Au téléphone, elle me parle des jeunes de sa classe de quatrième année qui ont de plus en plus besoin d’un suivi serré ou d’une surveillance accrue: celui qui doit mordre dans un jouet mou pour contrôler son anxiété, celle qui souffre d’encoprésie, celle qui s’automutile, celle qui réagit mal au changement de sexe de sa mère, celui qui menace de la frapper et qu’elle craint sans le montrer, celui dont elle vient de dénoncer le père à la DPJ pour maltraitance, le nouvel arrivant qui ne parle pas encore français, l’autre qui se débat contre son syndrome de la Tourette fort prononcé, le TDAH, le dyslexique… La liste est longue et les spécialistes ne répondent pas présents, à cheval entre deux ou trois écoles. «Ça pourrait vous inspirer un roman, pis un autre, Claudia. Ça ne vous tente pas d’enseigner au primaire?» Merci beaucoup, chère Annie, je ne ressens pas l’appel.

Bien sûr, elle me parle aussi des parents, soit carrément absents, pris dans leurs histoires de couples, de séparations, de rythme de vie effréné, soit hyper exigeants, scrutant tout ce qu’elle fait à la loupe, prêts à dégainer chaque fois qu’une note n’est pas suffisante dans le bulletin de l’enfant, qu’elle applique une sanction quelconque jugée trop sévère ou qu’elle ne répond pas assez vite à leurs courriels. «Certains m’écrivent sur mon Facebook perso, s’attendent à ce que je leur réponde dans l’instant, même durant les fins de semaine. Je le fais souvent, vous savez… mais ça devient trop, trop, trop.»

Je le répète depuis longtemps sur cette tribune, les enseignantes sont mal payées, peu considérées, victimes, j’ose le dire, d’un certain sexisme, étant des femmes pour la plupart à occuper la profession. Photo: Depositphotos

Les bonnes maîtresses d’école

Quant au quotidien d’Annie... Je le répète depuis longtemps sur cette tribune, elles travaillent dans de mauvaises conditions, sont peu considérées quand on tient compte de l'immense responsabilité.

Bref, Annie trouve qu’on ne la prend pas au sérieux, qu’on se sacre d’elle. «On est des bonnes maîtresses d’école, hein, on est donc capables, nous autres, d’en prendre, toutes dévouées que nous sommes.
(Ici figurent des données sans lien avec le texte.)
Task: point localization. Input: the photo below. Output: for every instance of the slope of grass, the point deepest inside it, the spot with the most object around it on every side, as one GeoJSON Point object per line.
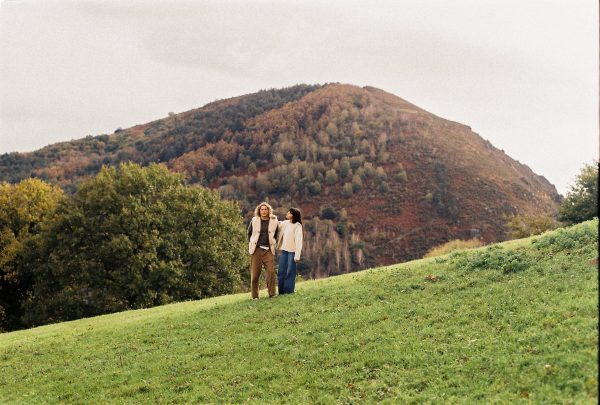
{"type": "Point", "coordinates": [500, 324]}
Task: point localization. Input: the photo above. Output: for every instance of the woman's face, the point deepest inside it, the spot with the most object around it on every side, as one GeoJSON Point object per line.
{"type": "Point", "coordinates": [263, 211]}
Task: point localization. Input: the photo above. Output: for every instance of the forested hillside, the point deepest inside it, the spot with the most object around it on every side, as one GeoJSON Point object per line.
{"type": "Point", "coordinates": [379, 180]}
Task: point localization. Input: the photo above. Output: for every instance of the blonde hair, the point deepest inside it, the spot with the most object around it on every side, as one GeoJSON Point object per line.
{"type": "Point", "coordinates": [256, 210]}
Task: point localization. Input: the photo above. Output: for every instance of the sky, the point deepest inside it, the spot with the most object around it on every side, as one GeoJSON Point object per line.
{"type": "Point", "coordinates": [523, 74]}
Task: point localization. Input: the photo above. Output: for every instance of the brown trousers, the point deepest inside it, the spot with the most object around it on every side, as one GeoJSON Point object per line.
{"type": "Point", "coordinates": [262, 257]}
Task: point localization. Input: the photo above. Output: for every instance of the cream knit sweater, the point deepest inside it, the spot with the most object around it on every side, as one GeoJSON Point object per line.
{"type": "Point", "coordinates": [289, 238]}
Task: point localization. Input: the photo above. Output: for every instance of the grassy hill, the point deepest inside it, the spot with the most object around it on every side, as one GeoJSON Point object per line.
{"type": "Point", "coordinates": [401, 179]}
{"type": "Point", "coordinates": [505, 323]}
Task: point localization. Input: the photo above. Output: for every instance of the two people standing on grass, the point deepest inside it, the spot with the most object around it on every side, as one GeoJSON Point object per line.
{"type": "Point", "coordinates": [266, 234]}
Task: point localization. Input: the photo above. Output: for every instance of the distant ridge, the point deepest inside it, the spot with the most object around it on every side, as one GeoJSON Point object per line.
{"type": "Point", "coordinates": [379, 179]}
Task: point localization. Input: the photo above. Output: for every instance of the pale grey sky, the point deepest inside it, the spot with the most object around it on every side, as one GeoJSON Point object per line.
{"type": "Point", "coordinates": [522, 73]}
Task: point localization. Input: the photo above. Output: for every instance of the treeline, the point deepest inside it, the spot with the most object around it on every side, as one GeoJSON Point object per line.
{"type": "Point", "coordinates": [159, 141]}
{"type": "Point", "coordinates": [131, 237]}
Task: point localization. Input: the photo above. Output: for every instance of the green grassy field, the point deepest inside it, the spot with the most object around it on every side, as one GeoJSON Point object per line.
{"type": "Point", "coordinates": [516, 322]}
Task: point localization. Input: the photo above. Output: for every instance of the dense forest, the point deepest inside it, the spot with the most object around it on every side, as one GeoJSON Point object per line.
{"type": "Point", "coordinates": [379, 180]}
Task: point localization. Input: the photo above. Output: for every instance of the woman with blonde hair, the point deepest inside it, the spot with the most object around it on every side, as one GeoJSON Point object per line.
{"type": "Point", "coordinates": [290, 244]}
{"type": "Point", "coordinates": [262, 235]}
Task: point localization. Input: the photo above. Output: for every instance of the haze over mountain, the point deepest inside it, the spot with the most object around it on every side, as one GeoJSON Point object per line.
{"type": "Point", "coordinates": [379, 179]}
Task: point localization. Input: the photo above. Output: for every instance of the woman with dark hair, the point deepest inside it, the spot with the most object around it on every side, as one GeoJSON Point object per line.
{"type": "Point", "coordinates": [289, 241]}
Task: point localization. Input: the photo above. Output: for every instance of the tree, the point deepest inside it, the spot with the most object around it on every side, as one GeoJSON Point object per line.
{"type": "Point", "coordinates": [134, 237]}
{"type": "Point", "coordinates": [331, 177]}
{"type": "Point", "coordinates": [581, 202]}
{"type": "Point", "coordinates": [24, 207]}
{"type": "Point", "coordinates": [523, 226]}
Ben, c’est ça, bye-bye», déclare-t-elle ironiquement et frustrée, avec raison.

Pire, l’enseignante estime que plus d’une collègue pense aussi à décrocher, qu’il faut se méfier des petits effets d’entraînement qui pourraient survenir en voyant l’ancienne collègue qui s’épanouit ailleurs, y trouvant enfin une certaine reconnaissance.

Annie aimait enseigner. À la folie. J’ai espoir qu’elle reviendra un jour. On la reprendra à bras ouverts, c’est sûr. En attendant, les embauches se font comment, sur quelle base désormais depuis les pénuries? Est-ce juste des cas isolés, ces histoires d’enseignants débiles qui sortent dans les médias toutes en même temps? Tous les parents espèrent gagner à la «loterie des profs» en septembre, que leur enfant tombe sur une perle. Combien de mauvais numéros pour une perle? Il faut ramener Annie.